A lot of the time my only daily interation is Chris and Rudey, and sometimes that’s enough, but a lot of the time I feel like I’m drowning in cabin fever and that absolutely fucks up your creativity and your ability to be cool and relateable and interesting in words.
I guess what I’m trying to say is that being a blogger is seriously amazing, but it’s also seriously shit at times. I’m constantly being chased for content from brands because they sent me a £3 lipgloss, constantly thinking about myself and whether what I’m doing is good enough, and pretty lonely. I rely quite heavily on Twitter for chat and atmosphere during my woking day and I guess that’s a bit weird.

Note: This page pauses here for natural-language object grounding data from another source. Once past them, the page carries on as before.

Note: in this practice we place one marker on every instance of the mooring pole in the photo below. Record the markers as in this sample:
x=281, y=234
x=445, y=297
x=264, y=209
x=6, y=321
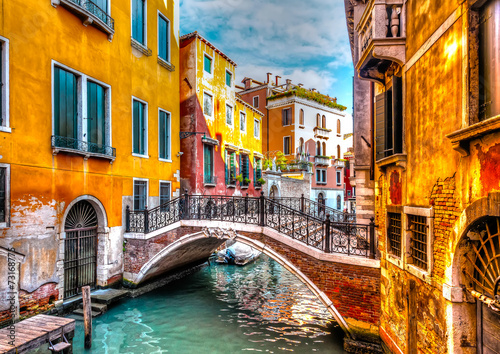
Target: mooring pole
x=87, y=316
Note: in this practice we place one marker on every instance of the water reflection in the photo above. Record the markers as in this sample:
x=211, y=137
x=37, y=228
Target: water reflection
x=221, y=309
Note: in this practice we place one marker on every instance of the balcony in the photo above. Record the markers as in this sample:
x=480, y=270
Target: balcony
x=322, y=133
x=90, y=13
x=322, y=161
x=381, y=39
x=79, y=147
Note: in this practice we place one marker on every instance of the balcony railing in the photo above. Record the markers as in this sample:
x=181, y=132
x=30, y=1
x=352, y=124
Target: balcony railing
x=80, y=147
x=322, y=161
x=90, y=13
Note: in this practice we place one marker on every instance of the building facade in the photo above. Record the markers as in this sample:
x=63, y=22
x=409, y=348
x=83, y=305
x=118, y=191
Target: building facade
x=428, y=144
x=221, y=134
x=89, y=108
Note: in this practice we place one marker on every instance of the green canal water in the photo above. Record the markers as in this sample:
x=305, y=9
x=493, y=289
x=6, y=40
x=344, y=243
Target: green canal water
x=260, y=307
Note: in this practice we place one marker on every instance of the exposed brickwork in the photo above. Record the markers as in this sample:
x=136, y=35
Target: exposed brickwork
x=446, y=212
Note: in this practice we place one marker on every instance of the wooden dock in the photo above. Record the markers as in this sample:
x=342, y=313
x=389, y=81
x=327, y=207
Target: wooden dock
x=34, y=332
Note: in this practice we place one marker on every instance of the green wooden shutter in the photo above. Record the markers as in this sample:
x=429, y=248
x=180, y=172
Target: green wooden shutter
x=96, y=125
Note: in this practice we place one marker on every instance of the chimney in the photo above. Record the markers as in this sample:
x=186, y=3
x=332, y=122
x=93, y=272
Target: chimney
x=248, y=83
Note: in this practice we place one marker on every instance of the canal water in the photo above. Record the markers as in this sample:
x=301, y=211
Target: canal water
x=260, y=307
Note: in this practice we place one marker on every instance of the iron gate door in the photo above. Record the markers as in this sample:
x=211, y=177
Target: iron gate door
x=80, y=260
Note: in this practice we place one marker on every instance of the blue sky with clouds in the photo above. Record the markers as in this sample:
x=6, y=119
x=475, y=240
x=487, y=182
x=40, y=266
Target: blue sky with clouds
x=305, y=41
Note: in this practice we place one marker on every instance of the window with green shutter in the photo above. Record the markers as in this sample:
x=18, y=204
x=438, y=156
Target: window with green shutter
x=96, y=114
x=65, y=104
x=164, y=135
x=163, y=38
x=139, y=128
x=138, y=20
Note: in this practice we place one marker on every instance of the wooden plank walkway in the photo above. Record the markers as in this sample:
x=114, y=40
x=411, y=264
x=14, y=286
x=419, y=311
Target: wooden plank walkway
x=34, y=332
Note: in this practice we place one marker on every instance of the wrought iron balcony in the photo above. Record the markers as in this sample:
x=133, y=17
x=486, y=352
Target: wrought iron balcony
x=381, y=39
x=322, y=161
x=90, y=13
x=322, y=133
x=79, y=147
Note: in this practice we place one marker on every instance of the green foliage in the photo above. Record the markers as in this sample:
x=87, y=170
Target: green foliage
x=308, y=95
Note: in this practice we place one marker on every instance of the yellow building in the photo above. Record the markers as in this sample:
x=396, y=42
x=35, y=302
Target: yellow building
x=90, y=115
x=221, y=134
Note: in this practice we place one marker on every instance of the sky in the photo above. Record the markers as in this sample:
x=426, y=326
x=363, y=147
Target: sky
x=305, y=41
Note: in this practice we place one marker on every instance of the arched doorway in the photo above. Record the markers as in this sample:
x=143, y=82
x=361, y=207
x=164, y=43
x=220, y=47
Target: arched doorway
x=80, y=248
x=482, y=279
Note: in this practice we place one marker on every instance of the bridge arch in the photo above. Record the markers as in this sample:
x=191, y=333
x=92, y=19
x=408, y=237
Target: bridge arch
x=219, y=236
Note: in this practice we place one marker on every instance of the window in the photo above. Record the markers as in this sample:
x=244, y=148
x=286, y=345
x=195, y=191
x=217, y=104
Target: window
x=164, y=135
x=207, y=64
x=229, y=115
x=389, y=120
x=207, y=104
x=320, y=176
x=208, y=164
x=81, y=114
x=140, y=194
x=287, y=116
x=394, y=233
x=230, y=168
x=256, y=101
x=163, y=38
x=243, y=122
x=4, y=85
x=164, y=194
x=286, y=145
x=418, y=240
x=139, y=21
x=139, y=128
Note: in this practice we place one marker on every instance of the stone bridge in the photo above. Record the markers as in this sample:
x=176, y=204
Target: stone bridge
x=335, y=260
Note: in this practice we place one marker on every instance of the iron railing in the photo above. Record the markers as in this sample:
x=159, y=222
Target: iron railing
x=283, y=215
x=64, y=142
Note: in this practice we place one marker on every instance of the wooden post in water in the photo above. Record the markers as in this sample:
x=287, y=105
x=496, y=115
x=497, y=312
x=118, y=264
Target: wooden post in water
x=87, y=316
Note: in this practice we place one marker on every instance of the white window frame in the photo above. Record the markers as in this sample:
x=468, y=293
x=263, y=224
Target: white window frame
x=428, y=213
x=6, y=224
x=244, y=126
x=169, y=134
x=82, y=102
x=232, y=115
x=169, y=59
x=253, y=101
x=134, y=179
x=289, y=145
x=146, y=123
x=211, y=73
x=5, y=97
x=256, y=132
x=145, y=44
x=205, y=92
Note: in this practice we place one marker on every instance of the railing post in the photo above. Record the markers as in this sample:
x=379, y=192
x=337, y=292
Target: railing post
x=327, y=234
x=372, y=238
x=127, y=218
x=146, y=220
x=262, y=206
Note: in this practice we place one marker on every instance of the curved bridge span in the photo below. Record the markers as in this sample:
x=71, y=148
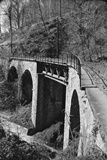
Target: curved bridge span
x=56, y=86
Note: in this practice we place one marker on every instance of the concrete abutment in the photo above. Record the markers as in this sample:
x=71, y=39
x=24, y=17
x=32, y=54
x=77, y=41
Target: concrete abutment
x=50, y=98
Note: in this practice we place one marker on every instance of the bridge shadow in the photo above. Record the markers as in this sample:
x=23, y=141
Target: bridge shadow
x=12, y=74
x=26, y=88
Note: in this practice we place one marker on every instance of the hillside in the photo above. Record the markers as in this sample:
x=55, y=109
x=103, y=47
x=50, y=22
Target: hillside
x=82, y=31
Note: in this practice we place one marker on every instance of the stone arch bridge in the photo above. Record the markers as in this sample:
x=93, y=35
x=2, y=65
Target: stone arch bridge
x=61, y=86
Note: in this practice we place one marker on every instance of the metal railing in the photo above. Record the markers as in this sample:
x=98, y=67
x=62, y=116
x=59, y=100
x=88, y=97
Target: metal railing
x=69, y=60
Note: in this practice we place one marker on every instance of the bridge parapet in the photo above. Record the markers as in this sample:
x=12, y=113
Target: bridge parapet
x=56, y=67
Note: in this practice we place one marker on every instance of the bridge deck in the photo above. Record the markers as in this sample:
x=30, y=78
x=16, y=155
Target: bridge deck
x=97, y=99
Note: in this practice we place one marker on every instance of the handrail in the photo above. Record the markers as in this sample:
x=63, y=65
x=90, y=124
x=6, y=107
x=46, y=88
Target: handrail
x=69, y=60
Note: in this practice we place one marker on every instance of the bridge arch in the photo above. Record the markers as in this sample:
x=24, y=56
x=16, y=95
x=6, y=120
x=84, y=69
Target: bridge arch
x=74, y=114
x=26, y=87
x=12, y=74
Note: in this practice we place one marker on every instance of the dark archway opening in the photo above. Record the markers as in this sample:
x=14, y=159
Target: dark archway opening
x=74, y=116
x=26, y=88
x=12, y=74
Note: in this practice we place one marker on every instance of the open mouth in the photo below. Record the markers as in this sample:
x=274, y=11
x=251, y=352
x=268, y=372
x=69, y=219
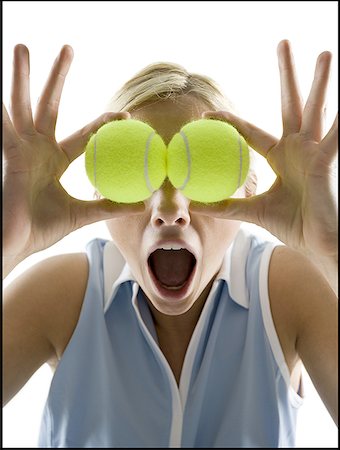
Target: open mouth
x=172, y=271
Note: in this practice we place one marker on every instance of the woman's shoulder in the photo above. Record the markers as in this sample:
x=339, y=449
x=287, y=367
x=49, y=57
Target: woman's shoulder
x=64, y=278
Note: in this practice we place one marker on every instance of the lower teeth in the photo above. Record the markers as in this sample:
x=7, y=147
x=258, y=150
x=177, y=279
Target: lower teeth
x=173, y=288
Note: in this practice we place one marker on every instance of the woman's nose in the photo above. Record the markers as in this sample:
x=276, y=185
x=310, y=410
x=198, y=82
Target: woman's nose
x=169, y=207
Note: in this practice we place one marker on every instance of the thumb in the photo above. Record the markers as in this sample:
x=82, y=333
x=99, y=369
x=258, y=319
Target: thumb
x=87, y=212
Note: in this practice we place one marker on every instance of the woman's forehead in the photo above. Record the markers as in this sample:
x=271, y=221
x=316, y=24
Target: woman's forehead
x=167, y=117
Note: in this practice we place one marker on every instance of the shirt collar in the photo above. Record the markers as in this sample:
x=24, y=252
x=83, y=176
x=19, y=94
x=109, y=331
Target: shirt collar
x=233, y=270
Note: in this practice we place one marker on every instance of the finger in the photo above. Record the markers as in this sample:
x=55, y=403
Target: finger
x=20, y=95
x=291, y=100
x=75, y=144
x=329, y=144
x=88, y=212
x=10, y=137
x=312, y=118
x=47, y=108
x=258, y=139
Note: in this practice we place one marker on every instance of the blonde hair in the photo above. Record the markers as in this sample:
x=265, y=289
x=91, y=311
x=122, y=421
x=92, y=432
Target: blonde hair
x=164, y=81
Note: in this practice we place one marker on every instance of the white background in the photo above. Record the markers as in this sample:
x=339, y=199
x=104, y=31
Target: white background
x=232, y=42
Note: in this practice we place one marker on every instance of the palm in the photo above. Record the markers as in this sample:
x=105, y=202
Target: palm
x=300, y=207
x=37, y=210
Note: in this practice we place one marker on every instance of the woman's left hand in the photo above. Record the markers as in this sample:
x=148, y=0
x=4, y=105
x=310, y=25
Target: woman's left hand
x=300, y=208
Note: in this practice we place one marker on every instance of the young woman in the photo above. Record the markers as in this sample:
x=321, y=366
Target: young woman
x=154, y=346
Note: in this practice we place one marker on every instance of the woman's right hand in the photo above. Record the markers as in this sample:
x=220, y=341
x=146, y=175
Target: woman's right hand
x=38, y=212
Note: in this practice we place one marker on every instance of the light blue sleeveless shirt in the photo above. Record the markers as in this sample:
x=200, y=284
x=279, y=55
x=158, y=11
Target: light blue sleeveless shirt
x=114, y=388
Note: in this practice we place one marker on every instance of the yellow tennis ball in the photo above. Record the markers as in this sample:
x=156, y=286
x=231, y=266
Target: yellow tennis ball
x=125, y=161
x=208, y=160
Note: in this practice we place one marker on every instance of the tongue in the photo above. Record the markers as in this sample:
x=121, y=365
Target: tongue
x=172, y=267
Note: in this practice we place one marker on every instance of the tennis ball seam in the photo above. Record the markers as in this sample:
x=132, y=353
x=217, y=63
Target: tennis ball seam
x=187, y=148
x=146, y=157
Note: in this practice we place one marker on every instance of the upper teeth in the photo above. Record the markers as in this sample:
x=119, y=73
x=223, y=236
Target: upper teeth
x=171, y=247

I wouldn’t change my job or my life for anything, but for every nice trip away or delicious dinner or glam event, there’s something shitty going on too. There’s a cruel blog comment, or someone’s tweeted a link to my work saying how shit and anti-feminist it is, or I’m just feeling anxious and hideous compared to every other fucking blogger.
Full time blogging is the most exciting and incredible thing in the world, but also the loneliest and the most self-obsessed and it scares me a little bit. Because I have absolutely no idea where it will take me or my mental health tomorrow, let alone next year.